To Build a Better Provider Network, Start with Better Data About Your Providers
There are a lot of reasons healthcare payers want to build optimal provider networks. An optimal provider network is smarter: it lets payers synthesize data from many different systems, including recruiting, credentialing, claims, reimbursements, utilization, quality, fraud detection, and more. With an optimal provider network, health plans are more competitive in a marketplace driven by changing consumer choice, population health programs, and value-based purchasing. An optimal provider network allows health plans to address network adequacy, consumer choice, and even the accuracy of insurer’s provider directories, which is critical to maintaining regulatory compliance and avoiding fines in a rapidly evolving regulatory landscape. And optimal provider networks deliver high quality care because they combine sufficient capacity and provider distribution to consistently meet the health care needs of the covered population while avoiding unreasonable delays and wait times.
Common to each of these efforts is a reliance on accurate provider information. It streamlines and accelerates critical decisions, regulatory reporting, and the patient and provider experience. But, the unfortunate reality is that reliable, trustworthy data about providers remains elusive in spite of decades of effort. To make better business decisions about which providers to include or exclude from your optimal provider network, you need trusted, relevant, and authoritative data about each provider, delivered in time to meet your business demands.
What’s in a Name?
Consider a (fictional) participating provider: Margaret Smith-Jones, MD. How do you analyze her value to your optimal provider network if she appears in your credentialing system as ‘Dr. Peggy Smith,’ but, in your claims system, her name is ‘Maggy Smith-Jones, MD’, and in your provider relations system, her name is ‘Dr. Margaret Smyth-Jones’? And what about capturing information about whether Dr. Smith-Jones has multiple specialties? How do you find out if she has multiple board certifications, or verify whether she practices at multiple facilities? When she shows up in these systems as what appears to be three different individuals, it becomes challenging to gain a single, trusted, understanding of her value to your organization.
Continuing the scenario, if you know that her NCQA scores are in the 35th percentile, you might decide that removing her from the network is your best approach to improve the quality scores for your provider network. But, would you reconsider that decision if you knew that she is the only PCP in a very rural area? You might decide to train Dr. Smith-Jones to support network adequacy rather than remove her.
However, if you knew that she’s had twelve malpractice claims, two sanctions, and one board action in the last five years; then removal from the network might actually be your better business decision. And just how do you effectively comply with the new 2019 CMS regulations for provider management, when she has three distinct personas across your systems?
A Changing Regulatory Environment
We’ve seen U.S. federal and state regulators revise network adequacy rules that have been in place for decades. Keeping pace with regulatory changes can be a daunting task for health plans, rarely delivering a sustainable competitive advantage for payers. And while federal regulators historically tended to defer to individual states to regulate provider networks, no clear national standard has emerged among the states.
Complex regulatory frameworks now abound to mandate consumer protection and manage network adequacy, such as California Timely Access to Care and New York Emergency Medical Services and Surprise Bills. This year, in 2019, CMS has already proposed and finalized multiple regulations that impact how health insurance payers must manage their provider networks. There are new rules affecting payment reassignment for Medicaid providers, along with new rules affecting claim rejection for Medicare Advantage and Part D providers on the Preclusion List. CMS has also begun proposing new rules to strengthen oversight of Accrediting Organizations, including ownership changes, provider deficiencies, and conflicts of interest.
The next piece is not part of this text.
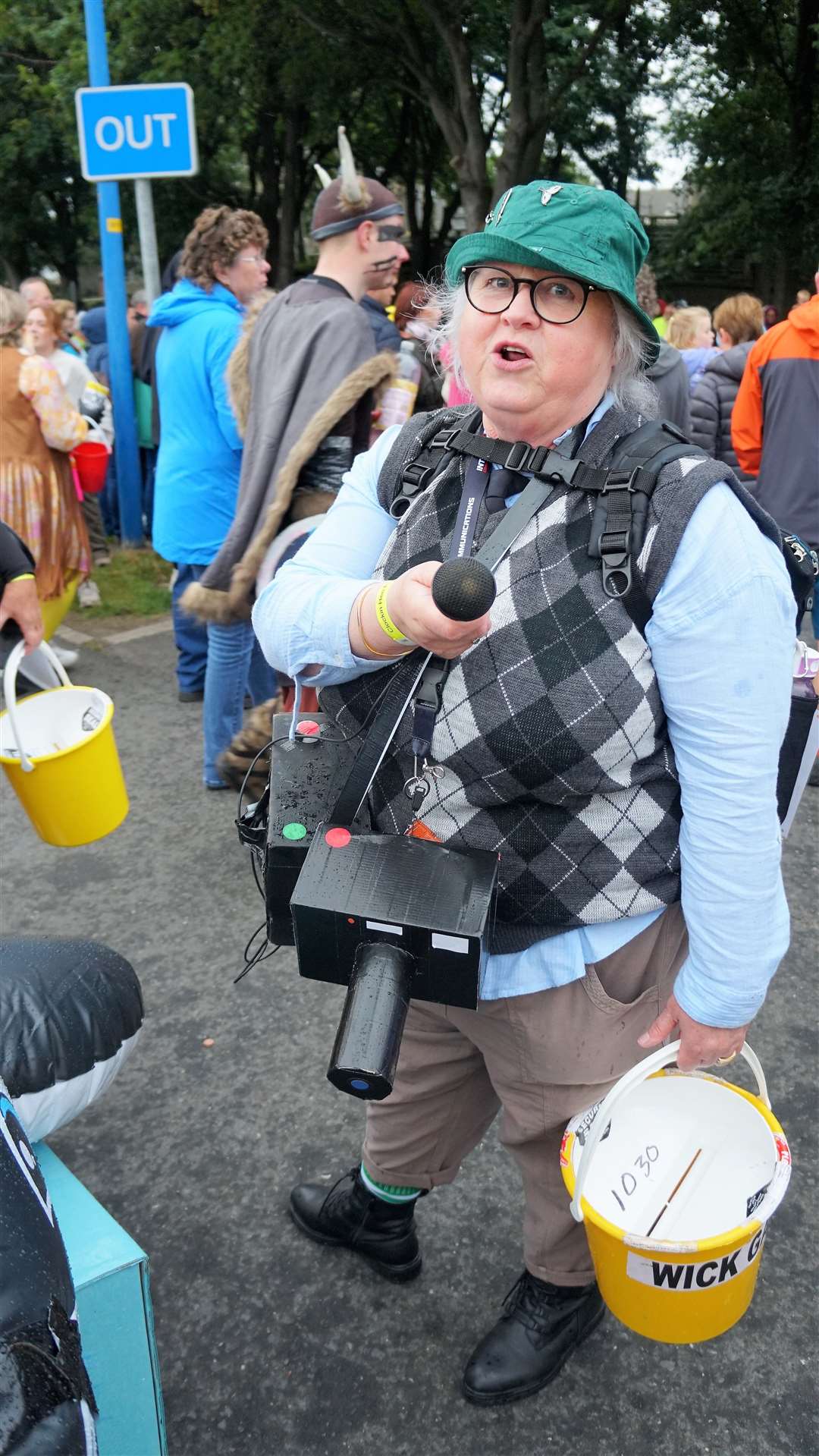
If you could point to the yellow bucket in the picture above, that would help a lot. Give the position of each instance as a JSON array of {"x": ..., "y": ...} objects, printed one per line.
[
  {"x": 676, "y": 1177},
  {"x": 58, "y": 753}
]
A 360° View of Every Provider
By reconciling those three personas into a single, trusted, 360 degree view of Dr. Smith-Jones, and fixing the quality of your provider data across the systems you rely on, you improve your ability to accurately measure the true cost, quality, utilization, and member experience within your existing provider network. And, not only that, you also expand your ability to drive future innovation through data-driven insights that empower you to introduce new reimbursement models, support network expansion, and develop new health plan products.